■中毒とは
中毒とは、文字どおり『毒に中る(あたる)』ことです。体外からなんらかの毒性を有する物質が、とり込まれることにより、からだが保有する解毒能や代謝能などによって、対応できる範囲を超えたとき生体が異常を呈した状態のことをいいます。
われわれのからだは、体外から曝露(ばくろ)される、さまざまな物質に対して対応する能力をもちあわせていますが、その物質の量によっては、対応しきれずに、中毒症状をあらわします。したがって、通常量では、医学的効果がある医薬品をはじめ、食塩や水などの食料品でさえも、量によっては毒性を示します。農薬や化学薬品などでは、量によっては致死的になることもあります。
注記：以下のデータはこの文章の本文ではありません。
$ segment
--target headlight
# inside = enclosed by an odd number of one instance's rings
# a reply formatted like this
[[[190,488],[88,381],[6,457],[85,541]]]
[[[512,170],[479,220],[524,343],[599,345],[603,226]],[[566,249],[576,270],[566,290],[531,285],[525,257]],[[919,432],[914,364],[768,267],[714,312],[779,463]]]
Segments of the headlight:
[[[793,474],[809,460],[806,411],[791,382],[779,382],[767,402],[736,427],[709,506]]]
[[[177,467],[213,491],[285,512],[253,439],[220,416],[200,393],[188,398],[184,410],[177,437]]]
毒性学の父と呼ばれるパラケルススは、『すべてのものは毒であり、毒でないものなど存在しない。その服用量こそが毒であるか、そうでないかを決めるのだ』と称しました。すなわち、「服薬量が毒をつくる」ということです。
■毒の強弱とは
一般的に薬物は、その摂取量によって、なんの作用もあらわさない無効量、薬効作用を示す有効量(effective dose:ED)、なんらかの中毒症状を示す中毒量(toxic dose:TD)、そして致死的となる致死量(lethal dose:LD)が規定されています。このうち、ラットやマウスを用いて、半数の動物が死亡する量を半数致死量(LD
50)と称し、この値が小さいほど薬物の急性毒性が強いことを意味します。
食中毒の原因になるボツリヌス菌や、地下鉄サリン事件(1995年)で用いられたサリン、農薬のパラコートなどはこのLD
50がきわめて小さい毒といえます。
■中毒と診断するには
中毒の診療において医学的に重要なことは、中毒事例を中毒と診断できることです。病歴があきらかな場合はさることながら、集団発生性や通常の内因性疾患では、説明のつかない臨床症状などから、強く疑う必要があります。
過去には、和歌山毒入りカレー事件(1998年)が、当初食中毒を疑われたために、原因特定が遅れた事例など、問題になった事件もあります。家庭における事故では、飲んだ物質、量、正確な時間、臨床症状をしっかりと医療機関に伝えることが重要になります。
中毒は、中毒と疑うところから始まります。家庭でも通常の内科疾患と異なる症状や、家庭内・職場内の集団発生性がある場合などは、中毒を疑ってすみやかに、医療機関、保健所、警察などへの連絡が必要です。中毒患者さんの状態によっては、躊躇(ちゅうちょ)なく救急車を要請し、原因物質があきらかな場合は、それを持参することが重要です。いっぽう、特にガス中毒など、発見者や救助者が二次被害をこうむるものもあり、異臭がする場合などは、むやみに近づかないことも大事なことです。